Fitting 5 folds for each of 3 candidates, totalling 15 fits
0.7515714285714286

#Best features
{'max_depth': None, 'max_features': 'sqrt', 'n_estimators': 200}

In [None]:
rf = RandomForestClassifier()

In [None]:
cross_val_score(rf, X_train_TF, y_train, cv=5).mean()

In [None]:

rf_params = {
    'n_estimators': [100], #200,300,400], #number of trees built before taking averages of predictions
    'max_depth': [None,] #1,2,3,4,5], 
    'max_features': ['sqrt',] #.5] #Number of features considered as the random forest to split a node
}

rfs = GridSearchCV(rf, rf_params, cv=5, n_jobs=-1, verbose=1) #CV of 10 pushes higher variance, reducing bias
rfs.fit(X_train_TF, y_train)
print(rfs.best_score_)
rfs.best_params_

In [None]:
rfs.best_estimator_.feature_importances_

In [None]:
print('Best Estimator Score Train: ', rfs.best_estimator_.score(X_train_TF, y_train))
print('Best Estimator Score Test: ', rfs.best_estimator_.score(X_test_TF, y_test))

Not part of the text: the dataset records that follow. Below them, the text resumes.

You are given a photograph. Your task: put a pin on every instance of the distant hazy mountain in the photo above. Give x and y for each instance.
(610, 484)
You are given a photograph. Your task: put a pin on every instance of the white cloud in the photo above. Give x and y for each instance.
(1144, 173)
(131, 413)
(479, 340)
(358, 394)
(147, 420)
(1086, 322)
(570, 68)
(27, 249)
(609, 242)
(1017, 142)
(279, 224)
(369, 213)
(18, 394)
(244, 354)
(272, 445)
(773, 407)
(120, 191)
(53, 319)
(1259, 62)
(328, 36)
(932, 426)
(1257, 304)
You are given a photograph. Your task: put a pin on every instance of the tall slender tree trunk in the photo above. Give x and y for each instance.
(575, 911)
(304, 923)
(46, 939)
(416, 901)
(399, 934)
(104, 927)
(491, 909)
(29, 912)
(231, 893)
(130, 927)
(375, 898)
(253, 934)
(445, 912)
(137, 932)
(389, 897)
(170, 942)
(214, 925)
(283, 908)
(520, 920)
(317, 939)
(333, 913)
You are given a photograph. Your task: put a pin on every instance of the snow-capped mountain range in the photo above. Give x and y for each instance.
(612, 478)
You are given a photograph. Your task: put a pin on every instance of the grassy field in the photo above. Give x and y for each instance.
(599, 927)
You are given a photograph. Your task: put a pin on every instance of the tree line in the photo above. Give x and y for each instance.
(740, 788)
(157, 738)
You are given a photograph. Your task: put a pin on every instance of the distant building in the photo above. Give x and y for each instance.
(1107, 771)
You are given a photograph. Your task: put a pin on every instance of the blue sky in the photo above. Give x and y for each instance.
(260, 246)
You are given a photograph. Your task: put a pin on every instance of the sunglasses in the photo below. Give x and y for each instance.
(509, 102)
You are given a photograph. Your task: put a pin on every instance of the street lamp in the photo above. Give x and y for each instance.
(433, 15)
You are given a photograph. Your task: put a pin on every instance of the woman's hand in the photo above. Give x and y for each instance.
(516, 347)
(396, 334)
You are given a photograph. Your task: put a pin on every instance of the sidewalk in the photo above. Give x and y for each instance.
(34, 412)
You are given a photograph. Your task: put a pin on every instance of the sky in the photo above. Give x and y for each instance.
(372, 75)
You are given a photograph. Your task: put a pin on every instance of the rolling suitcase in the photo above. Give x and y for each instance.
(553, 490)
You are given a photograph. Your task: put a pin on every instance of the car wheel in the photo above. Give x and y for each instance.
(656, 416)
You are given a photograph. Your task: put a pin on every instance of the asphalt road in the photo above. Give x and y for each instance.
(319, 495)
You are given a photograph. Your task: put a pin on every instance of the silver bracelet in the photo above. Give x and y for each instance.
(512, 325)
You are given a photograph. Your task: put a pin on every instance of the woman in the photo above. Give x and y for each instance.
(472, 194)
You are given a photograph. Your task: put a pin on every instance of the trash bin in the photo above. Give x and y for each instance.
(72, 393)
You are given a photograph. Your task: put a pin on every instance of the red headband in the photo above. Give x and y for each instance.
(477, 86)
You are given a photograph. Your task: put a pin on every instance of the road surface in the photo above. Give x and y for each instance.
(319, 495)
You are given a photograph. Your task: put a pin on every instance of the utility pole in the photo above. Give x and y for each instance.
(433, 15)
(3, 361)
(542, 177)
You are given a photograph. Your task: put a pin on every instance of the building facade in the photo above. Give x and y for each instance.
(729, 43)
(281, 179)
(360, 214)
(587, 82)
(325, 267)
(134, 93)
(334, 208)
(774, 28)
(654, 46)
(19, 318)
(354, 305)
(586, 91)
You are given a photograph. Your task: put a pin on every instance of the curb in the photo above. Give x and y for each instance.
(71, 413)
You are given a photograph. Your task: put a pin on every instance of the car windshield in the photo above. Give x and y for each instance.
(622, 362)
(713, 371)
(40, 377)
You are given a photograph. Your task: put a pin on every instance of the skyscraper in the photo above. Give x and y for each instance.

#Get our matrix results that show our accuracy
tn, fp, fn, tp = confusion_matrix(y_test, rfs.predict(X_test_TF)).ravel()
print("True Negatives: %s" % tn)
print("False Positives: %s" % fp)
print("False Negatives: %s" % fn)
print("True Positives: %s" % tp)

In [None]:
# calculate Accuracy (Total correct)
acc = (tn + tp) / (tn + fp + fn + tp)
print("Accuracy: %s" %acc)

# Calculate the specificity (True negative)
spec = tn/(tn + fp)
print("Specificity: %s" %spec)

# calculate precision
prec = tp / (tp + fp)
print("Precision: %s" %prec)

# calculate recall 
rec = tp / (tp + fn)
print("Recall: %s" %rec)

In [None]:
plot_confusion_matrix(rfs, X_test_TF, y_test, cmap='Blues', values_format='d');

## K Nearest Neighbors

**Our K Neighbors models running unoptimized on our Count Vectorizer were severely overfit to the training data (75% accuracy), given the test recognized 58% of unseen data**

**On our TFidf Vectorizer, the unoptimized model improves to 81%, and has a greater degree of fit with the test data (71% Accuracy)**

In [None]:
knn = KNeighborsClassifier().fit(X_train_TF, y_train)

print('Training set score: ' + str(knn.score(X_train_cv,y_train)))
print('Test set score: ' + str(knn.score(X_test_cv,y_test)))

**Our K Neighbors model running optimized were showed that our most optimized score for our K_Neighbors model was a training score of 75.7%, with a test score of 74%. The optimized model settled on these parameters (n_neighbors = 71, and our metric = euclidean)

In [None]:
knn_params = {
    'n_neighbors': range(1, 100),
    'metric': ['euclidean', 'manhattan']
}

# Instantiate our GridSearch
gs_knn = GridSearchCV(
    KNeighborsClassifier(), # what model to fit
    knn_params, # dictionary of parameters to search
    cv=10, # number of folds (default is 5)
    n_jobs=-1,
    verbose=1
)

gs_knn.fit(X_train_TF, y_train)

print('Best Params: ',gs_knn.best_params_)
print('Best Estimator Score Train: ', gs_knn.best_estimator_.score(X_train_TF, y_train))
print('Best Estimator Score Test: ', gs_knn.best_estimator_.score(X_test_TF, y_test))


In [None]:

tn, fp, fn, tp = confusion_matrix(y_test, gs_knn.predict(X_test_TF)).ravel()
print("True Negatives: %s" % tn)
print("False Positives: %s" % fp)
print("False Negatives: %s" % fn)
print("True Positives: %s" % tp)

# calculate Accuracy (Total correct)
acc = (tn + tp) / (tn + fp + fn + tp)
print("Accuracy: %s" %acc)

# Calculate the specificity (True negative)
spec = tn/(tn + fp)
print("Specificity: %s" %spec)

# calculate precision
prec = tp / (tp + fp)
print("Precision: %s" %prec)

# calculate recall 
rec = tp / (tp + fn)
print("Recall: %s" %rec)

#plot_confusion_matrix(gs, X_test, y_test, cmap='Blues', values_format='d');

## Model Choice - K-Nearest Neighbors with Gridsearch

In the end, We choose to go with our K-Nearest Neighbors model, with gridsearch parameters of nearest neighbors = 72, and the Euclidean metric. 
This is because our gridsearch performed well, having the best overall fit of all the data models, and a reasonable degree of accuracy in comparison to the other models.